The 1951 census recorded Sirsi as comprising 6 hamlets, with a total population of 462 people (241 male and 221 female), in 108 households and 96 physical houses. The area of the village was given as 684 acres. 7 residents were literate, all male. The village was listed as belonging to the pargana of Rokha and the thana of Nasirabad.

The 1961 census recorded Sirsi as comprising 4 hamlets, with a total population of 455 people (229 male and 226 female), in 102 households and 102 physical houses. The area of the village was given as 684 acres.

The 1981 census recorded Sirsi as having a population of 759 people, in 171 households, and having an area of 276.81 hectares. The main staple foods were listed as wheat and rice.

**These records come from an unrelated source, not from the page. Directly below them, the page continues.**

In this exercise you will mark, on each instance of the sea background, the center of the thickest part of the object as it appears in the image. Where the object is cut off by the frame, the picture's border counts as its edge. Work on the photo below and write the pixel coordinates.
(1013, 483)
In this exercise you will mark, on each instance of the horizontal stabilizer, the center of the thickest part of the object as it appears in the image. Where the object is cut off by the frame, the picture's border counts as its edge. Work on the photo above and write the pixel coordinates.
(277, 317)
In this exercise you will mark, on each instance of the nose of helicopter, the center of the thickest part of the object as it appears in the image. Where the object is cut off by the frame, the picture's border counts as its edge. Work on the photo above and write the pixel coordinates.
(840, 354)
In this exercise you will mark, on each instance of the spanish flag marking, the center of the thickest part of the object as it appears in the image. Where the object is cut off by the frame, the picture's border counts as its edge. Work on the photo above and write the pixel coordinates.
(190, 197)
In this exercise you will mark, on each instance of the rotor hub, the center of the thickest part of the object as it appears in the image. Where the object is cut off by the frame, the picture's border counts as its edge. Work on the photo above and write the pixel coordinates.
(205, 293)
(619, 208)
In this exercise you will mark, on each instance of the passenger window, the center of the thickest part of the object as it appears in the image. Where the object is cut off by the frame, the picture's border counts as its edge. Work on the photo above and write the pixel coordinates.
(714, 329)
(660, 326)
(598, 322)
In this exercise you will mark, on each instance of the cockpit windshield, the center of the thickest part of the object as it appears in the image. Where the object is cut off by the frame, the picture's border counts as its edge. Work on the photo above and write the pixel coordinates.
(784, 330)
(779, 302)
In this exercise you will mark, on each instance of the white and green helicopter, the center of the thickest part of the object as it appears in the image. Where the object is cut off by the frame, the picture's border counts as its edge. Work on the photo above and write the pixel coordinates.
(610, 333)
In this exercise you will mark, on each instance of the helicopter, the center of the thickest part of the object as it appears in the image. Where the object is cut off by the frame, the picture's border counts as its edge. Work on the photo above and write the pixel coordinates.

The 1991 census recorded Sirsi as having a total population of 711 people (378 male and 333 female), in 142 households and 142 physical houses. The area of the village was listed as 263 hectares. Members of the 0-6 age group numbered 152, or 21% of the total; this group was 59% male (89) and 41% female (63). Members of scheduled castes made up 55% of the village's population, while no members of scheduled tribes were recorded. The literacy rate of the village was 25% (146 men and 31women). 245 people were classified as main workers (184 men and 61 women), while 40 people were classified as marginal workers (all women); the remaining 426 residents were non-workers. The breakdown of main workers by employment category was as follows: 142 cultivators (i.e. people who owned or leased their own land); 87 agricultural labourers (i.e. people who worked someone else's land in return for payment); 0 workers in livestock, forestry, fishing, hunting, plantations, orchards, etc.; 0 in mining and quarrying; 3 household industry workers; 2 workers employed in other manufacturing, processing, service, and repair roles; 1 construction worker; 0 employed in trade and commerce; 0 employed in transport, storage, and communications; and 10 in other services.